Rub the stars out of your eyes for a second. GPT-3 is a huge leap forward, but it still has some massive structural deficiencies. From most to least important:

  1. It doesn’t care whether it says correct things, only whether it completes its prompts in a realistic way

  2. It can’t choose to spend extra computation on more difficult prompts

  3. It has no memory outside of its current prompt

  4. It can’t take advantage of external resources (like using a text file to organize its thoughts, or using a calculator for arithmetic)

  5. It can’t think unless it’s processing a prompt

  6. It doesn’t know that it’s a machine learning model

“But these can be solved with a layer of prompt engineering!” Give me a break. That’s obviously a brittle solution that does not address the underlying issues.

You can give your pet theories as to how these limitations can be repaired, but it’s not worth much until someone actually writes the code. Before then, we can’t know how difficult it will be or how many years it will take. It’s possible that the whole paradigm behind GPT-3 is flawed in some basic way that prevents us from solving these problems, and we will only reach AGI when we go back and rethink the foundations.

And maybe we will create a program with none of these flaws that is still lacking some necessary aspect of intelligence that I’ve failed to list. There are just too many unknowns here to be at all confident of AGI in the near future.

There is perhaps a better case to be made that MuZero is nearing AGI. It has a different and arguably less serious set of limitations than GPT-3. But it has only been applied to tasks like Go and Atari. Compared to the task of, say, working as a software engineer, these are miniscule toy problems.

With both GPT-3 and MuZero, there is a clearly a chasm yet to be crossed, and that chasm can hide any number of multi-decade subchallenges.

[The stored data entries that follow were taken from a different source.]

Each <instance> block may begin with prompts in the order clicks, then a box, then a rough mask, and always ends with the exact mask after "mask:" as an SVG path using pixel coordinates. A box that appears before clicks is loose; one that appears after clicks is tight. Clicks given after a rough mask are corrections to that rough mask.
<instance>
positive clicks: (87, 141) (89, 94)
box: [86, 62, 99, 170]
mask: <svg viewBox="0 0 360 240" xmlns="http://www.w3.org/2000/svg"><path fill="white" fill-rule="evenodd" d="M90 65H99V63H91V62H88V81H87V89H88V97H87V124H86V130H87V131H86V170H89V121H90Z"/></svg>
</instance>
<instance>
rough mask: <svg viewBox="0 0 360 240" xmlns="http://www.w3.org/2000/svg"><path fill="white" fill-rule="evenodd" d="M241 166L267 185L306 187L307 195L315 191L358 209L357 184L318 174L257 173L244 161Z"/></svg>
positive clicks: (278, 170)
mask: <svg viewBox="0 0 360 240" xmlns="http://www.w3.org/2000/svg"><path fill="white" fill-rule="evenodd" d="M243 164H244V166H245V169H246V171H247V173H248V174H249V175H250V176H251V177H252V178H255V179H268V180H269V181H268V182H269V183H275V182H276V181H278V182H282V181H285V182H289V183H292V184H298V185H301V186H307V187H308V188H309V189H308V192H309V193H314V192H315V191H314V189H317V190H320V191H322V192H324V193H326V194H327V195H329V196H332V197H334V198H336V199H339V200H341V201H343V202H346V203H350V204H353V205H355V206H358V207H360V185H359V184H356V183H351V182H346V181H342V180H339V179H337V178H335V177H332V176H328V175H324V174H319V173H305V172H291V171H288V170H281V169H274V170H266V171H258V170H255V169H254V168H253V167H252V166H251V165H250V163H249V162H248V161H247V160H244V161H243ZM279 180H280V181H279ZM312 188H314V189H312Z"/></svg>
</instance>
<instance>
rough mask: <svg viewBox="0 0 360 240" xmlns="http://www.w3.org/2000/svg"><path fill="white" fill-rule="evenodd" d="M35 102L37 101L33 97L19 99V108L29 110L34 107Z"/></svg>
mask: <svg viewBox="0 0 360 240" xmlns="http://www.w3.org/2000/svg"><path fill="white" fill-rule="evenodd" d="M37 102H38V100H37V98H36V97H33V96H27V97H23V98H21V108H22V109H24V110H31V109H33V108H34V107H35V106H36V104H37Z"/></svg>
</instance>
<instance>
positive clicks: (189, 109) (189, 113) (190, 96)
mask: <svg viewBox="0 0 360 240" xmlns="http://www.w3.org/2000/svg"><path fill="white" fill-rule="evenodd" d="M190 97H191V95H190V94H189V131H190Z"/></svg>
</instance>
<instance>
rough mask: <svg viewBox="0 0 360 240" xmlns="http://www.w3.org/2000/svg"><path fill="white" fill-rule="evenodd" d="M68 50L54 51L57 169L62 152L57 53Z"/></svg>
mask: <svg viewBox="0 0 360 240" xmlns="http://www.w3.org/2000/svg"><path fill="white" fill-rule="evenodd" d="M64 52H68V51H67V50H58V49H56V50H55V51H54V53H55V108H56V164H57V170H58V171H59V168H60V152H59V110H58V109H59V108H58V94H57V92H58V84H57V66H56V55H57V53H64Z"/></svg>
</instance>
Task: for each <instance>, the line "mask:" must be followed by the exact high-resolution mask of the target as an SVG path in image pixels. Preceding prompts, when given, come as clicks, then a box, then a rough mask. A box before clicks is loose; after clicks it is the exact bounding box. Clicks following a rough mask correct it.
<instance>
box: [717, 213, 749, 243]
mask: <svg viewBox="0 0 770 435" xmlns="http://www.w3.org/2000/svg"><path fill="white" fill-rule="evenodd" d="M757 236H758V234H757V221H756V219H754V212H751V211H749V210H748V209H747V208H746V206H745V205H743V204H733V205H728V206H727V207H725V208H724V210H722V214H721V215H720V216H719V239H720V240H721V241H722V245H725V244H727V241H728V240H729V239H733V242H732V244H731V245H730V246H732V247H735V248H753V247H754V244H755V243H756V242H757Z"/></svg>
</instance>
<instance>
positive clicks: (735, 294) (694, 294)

Looking at the eye-watering distance between state of the art AI and human intelligence, I think it’s unreasonable to assume we’ll cross that chasm in the next 50 years.

Conclusion

I regret having to take the side of pessimism for this article. It’s really not my natural disposition when it comes to technology. Even though I don’t anticipate living to see AGI, I will reiterate that we are in for quite a ride with narrow AI. We’ve already seen some true magic since the dawn of the deep learning revolution, and it only gets weirder from here. It’s such a privilege to be able to witness it.

Sorry if any of this came off as a bit rude. I know some people would prefer if I had skipped the psychoanalytic angle of wishful thinking, and just directly made my case for a longer AGI timeline. However, I think it’s important, because when we look back in 2070 and AGI remains elusive, that will be the clearest explanation of what went wrong in the heady days of 2022.